Krugman scrive di aver ormai abbandonato ogni speranza di ripensamento delle politiche economiche in atto da parte delle istituzioni europee. Sarà difficile, a questo punto, che l’Europa comprenda i suoi errori e cambi direzione. Perché, secondo lui, di errori si tratta. L’esempio più significativo riguarda la Spagna, che si trova in una situazione di completa depressione e con un tasso di disoccupazione complessivo di oltre il 23 per cento, sui livelli vissuti dall’America durante la Grande Depressione. I giovani spagnoli senza lavoro sono oltre il 50%. Questa situazione non può andare avanti, e la consapevolezza di questo fatto sta negli alti tassi sui bond iberici. Però nel caso spagnolo, prosegue Krugman, i problemi fiscali sono la conseguenza della depressione, e non la causa.
Nonostante ciò, la medicina che arriva da Berlino e Francoforte è quella di una austerity fiscale ancora più rigida.
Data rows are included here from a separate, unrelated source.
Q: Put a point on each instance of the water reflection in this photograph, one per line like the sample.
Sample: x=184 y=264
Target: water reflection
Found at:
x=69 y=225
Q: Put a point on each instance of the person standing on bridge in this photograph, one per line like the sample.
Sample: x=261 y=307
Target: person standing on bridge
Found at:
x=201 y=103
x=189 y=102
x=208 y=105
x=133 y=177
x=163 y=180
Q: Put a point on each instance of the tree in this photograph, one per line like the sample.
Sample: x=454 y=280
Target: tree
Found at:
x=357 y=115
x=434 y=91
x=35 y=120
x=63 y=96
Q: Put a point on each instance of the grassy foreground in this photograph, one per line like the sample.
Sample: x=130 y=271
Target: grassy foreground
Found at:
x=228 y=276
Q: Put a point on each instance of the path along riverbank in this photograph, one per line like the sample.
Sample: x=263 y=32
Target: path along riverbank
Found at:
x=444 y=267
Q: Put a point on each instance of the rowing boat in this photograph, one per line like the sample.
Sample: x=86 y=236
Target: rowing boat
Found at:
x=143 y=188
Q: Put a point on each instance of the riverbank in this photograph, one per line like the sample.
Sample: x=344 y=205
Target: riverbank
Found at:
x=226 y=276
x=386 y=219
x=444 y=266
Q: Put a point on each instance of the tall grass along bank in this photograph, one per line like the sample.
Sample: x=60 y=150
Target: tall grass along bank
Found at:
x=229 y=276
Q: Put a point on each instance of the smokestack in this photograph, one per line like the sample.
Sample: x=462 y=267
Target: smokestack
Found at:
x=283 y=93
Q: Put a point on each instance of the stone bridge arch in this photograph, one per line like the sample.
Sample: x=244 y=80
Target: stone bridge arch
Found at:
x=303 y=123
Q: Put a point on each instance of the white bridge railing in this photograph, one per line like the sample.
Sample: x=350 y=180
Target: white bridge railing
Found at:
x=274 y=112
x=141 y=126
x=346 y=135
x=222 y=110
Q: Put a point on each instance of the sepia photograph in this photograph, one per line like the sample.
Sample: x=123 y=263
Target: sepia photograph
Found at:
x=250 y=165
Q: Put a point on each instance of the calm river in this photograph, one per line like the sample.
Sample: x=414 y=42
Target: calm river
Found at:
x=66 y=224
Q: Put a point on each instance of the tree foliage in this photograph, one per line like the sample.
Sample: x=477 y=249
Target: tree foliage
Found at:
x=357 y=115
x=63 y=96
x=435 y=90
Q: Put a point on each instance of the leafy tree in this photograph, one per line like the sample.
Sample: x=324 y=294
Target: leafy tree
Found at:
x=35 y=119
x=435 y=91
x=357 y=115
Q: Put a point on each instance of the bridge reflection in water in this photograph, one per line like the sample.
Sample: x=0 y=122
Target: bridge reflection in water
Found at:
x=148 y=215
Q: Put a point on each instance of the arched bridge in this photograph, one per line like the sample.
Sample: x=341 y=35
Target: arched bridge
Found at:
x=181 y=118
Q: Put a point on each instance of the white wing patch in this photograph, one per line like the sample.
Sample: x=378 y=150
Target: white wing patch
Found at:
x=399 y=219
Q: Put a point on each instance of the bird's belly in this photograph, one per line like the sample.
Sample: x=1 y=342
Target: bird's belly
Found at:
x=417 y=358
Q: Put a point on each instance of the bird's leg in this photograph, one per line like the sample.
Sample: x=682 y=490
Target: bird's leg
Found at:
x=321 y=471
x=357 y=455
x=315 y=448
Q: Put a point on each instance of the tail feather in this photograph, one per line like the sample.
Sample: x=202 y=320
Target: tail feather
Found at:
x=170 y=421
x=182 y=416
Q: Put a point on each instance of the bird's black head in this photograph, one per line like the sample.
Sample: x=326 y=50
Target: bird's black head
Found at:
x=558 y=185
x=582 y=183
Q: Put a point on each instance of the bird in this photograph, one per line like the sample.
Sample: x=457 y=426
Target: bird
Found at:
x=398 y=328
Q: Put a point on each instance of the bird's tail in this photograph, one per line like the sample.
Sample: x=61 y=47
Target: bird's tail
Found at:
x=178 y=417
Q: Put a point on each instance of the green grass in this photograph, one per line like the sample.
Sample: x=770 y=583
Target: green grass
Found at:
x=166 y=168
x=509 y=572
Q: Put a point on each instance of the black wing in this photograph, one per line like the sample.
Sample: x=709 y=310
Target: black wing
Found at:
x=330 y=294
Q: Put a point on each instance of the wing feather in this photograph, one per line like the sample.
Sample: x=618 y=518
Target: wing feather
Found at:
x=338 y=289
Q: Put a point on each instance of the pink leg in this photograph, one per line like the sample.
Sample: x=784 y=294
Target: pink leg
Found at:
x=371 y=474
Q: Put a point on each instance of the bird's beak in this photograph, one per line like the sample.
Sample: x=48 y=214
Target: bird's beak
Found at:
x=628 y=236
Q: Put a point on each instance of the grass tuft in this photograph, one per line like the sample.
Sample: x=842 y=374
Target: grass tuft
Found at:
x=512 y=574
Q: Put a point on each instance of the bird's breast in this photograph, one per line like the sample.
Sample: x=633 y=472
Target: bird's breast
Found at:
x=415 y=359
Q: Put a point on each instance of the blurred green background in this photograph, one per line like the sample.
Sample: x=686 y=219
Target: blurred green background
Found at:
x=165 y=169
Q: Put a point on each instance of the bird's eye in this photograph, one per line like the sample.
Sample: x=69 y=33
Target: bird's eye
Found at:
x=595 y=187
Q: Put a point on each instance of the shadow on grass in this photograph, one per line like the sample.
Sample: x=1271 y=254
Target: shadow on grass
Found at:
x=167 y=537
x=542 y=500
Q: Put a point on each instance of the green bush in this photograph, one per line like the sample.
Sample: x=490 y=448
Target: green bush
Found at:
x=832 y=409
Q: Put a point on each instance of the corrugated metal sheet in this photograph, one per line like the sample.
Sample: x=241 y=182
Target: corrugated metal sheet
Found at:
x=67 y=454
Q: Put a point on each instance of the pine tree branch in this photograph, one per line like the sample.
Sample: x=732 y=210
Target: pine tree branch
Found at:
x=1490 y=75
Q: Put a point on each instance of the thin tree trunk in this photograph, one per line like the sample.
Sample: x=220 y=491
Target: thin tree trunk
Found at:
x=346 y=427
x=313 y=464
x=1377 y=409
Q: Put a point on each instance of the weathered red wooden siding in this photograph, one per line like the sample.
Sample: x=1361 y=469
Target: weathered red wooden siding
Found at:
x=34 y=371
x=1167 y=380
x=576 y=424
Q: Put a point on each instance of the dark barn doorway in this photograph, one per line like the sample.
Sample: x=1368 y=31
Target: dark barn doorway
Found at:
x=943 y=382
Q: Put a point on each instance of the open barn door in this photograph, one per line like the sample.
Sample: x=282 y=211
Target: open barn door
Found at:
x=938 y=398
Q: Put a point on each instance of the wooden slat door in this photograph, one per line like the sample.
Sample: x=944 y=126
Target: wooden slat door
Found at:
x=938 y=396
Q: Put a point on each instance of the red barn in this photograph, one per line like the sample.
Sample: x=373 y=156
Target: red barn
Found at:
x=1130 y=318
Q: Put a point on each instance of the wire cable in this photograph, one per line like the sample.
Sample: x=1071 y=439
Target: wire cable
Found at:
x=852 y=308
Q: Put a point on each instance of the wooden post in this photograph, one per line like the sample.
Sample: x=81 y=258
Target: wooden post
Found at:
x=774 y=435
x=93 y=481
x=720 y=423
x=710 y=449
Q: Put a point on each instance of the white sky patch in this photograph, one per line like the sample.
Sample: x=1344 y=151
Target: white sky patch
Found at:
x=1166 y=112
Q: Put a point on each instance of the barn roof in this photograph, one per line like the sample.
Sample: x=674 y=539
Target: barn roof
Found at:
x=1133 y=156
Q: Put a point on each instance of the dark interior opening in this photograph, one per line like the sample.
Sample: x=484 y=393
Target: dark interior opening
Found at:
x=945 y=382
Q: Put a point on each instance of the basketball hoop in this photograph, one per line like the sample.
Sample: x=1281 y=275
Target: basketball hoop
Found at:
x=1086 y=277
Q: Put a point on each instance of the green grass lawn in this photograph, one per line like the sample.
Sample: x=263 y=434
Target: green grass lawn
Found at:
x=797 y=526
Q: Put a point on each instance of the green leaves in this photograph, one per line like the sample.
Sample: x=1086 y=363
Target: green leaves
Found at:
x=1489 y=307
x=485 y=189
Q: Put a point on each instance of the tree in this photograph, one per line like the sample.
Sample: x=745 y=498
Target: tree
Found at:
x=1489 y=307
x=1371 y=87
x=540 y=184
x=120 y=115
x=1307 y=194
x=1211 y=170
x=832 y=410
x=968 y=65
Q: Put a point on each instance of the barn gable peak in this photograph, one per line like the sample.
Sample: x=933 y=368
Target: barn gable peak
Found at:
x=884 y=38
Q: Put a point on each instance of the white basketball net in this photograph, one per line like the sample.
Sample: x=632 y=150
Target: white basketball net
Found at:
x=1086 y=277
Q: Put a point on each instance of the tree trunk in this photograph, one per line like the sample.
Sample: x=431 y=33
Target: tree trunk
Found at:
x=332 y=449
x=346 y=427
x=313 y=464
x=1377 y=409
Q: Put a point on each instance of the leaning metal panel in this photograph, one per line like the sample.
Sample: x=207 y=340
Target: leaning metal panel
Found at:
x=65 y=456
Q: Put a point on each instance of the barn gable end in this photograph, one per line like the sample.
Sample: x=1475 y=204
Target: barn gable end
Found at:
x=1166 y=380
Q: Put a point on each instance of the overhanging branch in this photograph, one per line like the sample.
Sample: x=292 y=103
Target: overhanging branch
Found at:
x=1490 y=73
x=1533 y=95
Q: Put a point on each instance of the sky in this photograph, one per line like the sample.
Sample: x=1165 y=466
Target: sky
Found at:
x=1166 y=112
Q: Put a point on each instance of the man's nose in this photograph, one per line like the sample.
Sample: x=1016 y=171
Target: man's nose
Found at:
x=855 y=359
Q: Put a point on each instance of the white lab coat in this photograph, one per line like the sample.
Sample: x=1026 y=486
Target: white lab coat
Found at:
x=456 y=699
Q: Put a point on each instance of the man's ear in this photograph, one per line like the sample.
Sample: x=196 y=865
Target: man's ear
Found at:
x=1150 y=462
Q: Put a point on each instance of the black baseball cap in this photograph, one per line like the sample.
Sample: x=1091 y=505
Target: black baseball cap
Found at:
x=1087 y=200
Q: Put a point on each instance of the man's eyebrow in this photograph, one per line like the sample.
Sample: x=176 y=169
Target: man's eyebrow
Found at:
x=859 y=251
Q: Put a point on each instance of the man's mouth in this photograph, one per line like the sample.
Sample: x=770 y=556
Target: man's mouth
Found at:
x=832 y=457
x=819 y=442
Senza troppi giri di parole, secondo il Nobel, questa situazione è semplicemente folle. Vista la testardaggine soprattutto tedesca nel perseguire una tale politica economica, l’economista americano afferma che l’unica soluzione a questo punto è l’abbandono dell’euro e il ripristino delle valute nazionali.
Ma piuttosto che ammettere di aver sbagliato e avviare una nuova politica economica, i leader dell’Ue sembrano decisi a portare nel baratro la loro economia e l’intera società. E il mondo intero ne pagherà il prezzo.

1 commento

  • 1 Emanuele Pes
    22 Aprile 2012 - 20:02

    Fermo restando che le argomentazioni di Krugman sono molto convincenti e la posizione attualmente espressa dalla Germania sembra allo stato insormontabile, il punto della fuoriscita dall’euro mi lascia comunque perplesso. Il ritorno alle monete nazionali può garantire ai singoli Stati solo qualche strumento di protezione in più (a partire dal ricorso alla svalutazione per sostenere le esportazioni), ma non rende in linea di principio meno esposti a operazioni massive della finanza cosiddetta internazionale. A meno che non ci si immagini come un paese dotato di solido tessuto industriale, florido mercato interno, e ingenti risorse naturali. Forse bisognerà percorrere strade diverse e concomitanti. E forse non c’è soluzione per i singoli paesi. Per quanto riguarda la sinistra, e il movimento democratico e dei lavoratori europeo mi sembra che si dovrebbe puntare davvero alla costruzione e all’organizzazione del conflitto sociale a livello continentale, con gli strumenti che ancora credo siano i più appropriati, i partiti e i sindacati dei singoli paesi (e lascio perdere le polemiche e le speranze trasversali di questi giorni sulla fine dei partiti, del loro significato: i giovani del partito laburista norvegese massacrati nel campeggio dell’isola di Utoya hanno testimoniato cosa possa significare un impegno di militanza). E certamente i movimenti, dal momento che quanto si denunciava al G8 di Genova nel 2001, è il dramma che stiamo vivendo in questi mesi.
    E’ anche da credere che il segno politico del governo dell’Europa possa cambiare, con un asse che si sposta a sinistra, e quindi con diversi modi di vedere le cose, e di dare una risposta ai problemi.
    C’è anche un altro problema che si dovrebbe porre, che è quello di un coordinamento serio dei paesi PIGS (Portogallo, Italia, Irlanda, Grecia, Spagna) i quali, proud to be pigs, hanno sicuramente qualche peso in più coordinati che non singolarmente commissariati. Berlusconi non s’è mai posto il problema, da questi di adesso, ma che gli prentendi…
    Sarà pretenzioso, ma il punto d’arrivo è un’Unione Europea dotata di istituzioni democratiche e garante del proprio debito complessivo, perchè senza quella massa critica mi sembra difficile immaginare una politica economica che contrasti la crisi, sia in grado di adottare soluzioni perequative per lo sviluppo, e di avviare scelte neokeynesiane serie. Sarò retrogrado, ma ho l’impressione che in tutto questo c’entri abbastanza la lotta di classe, piuttosto che no.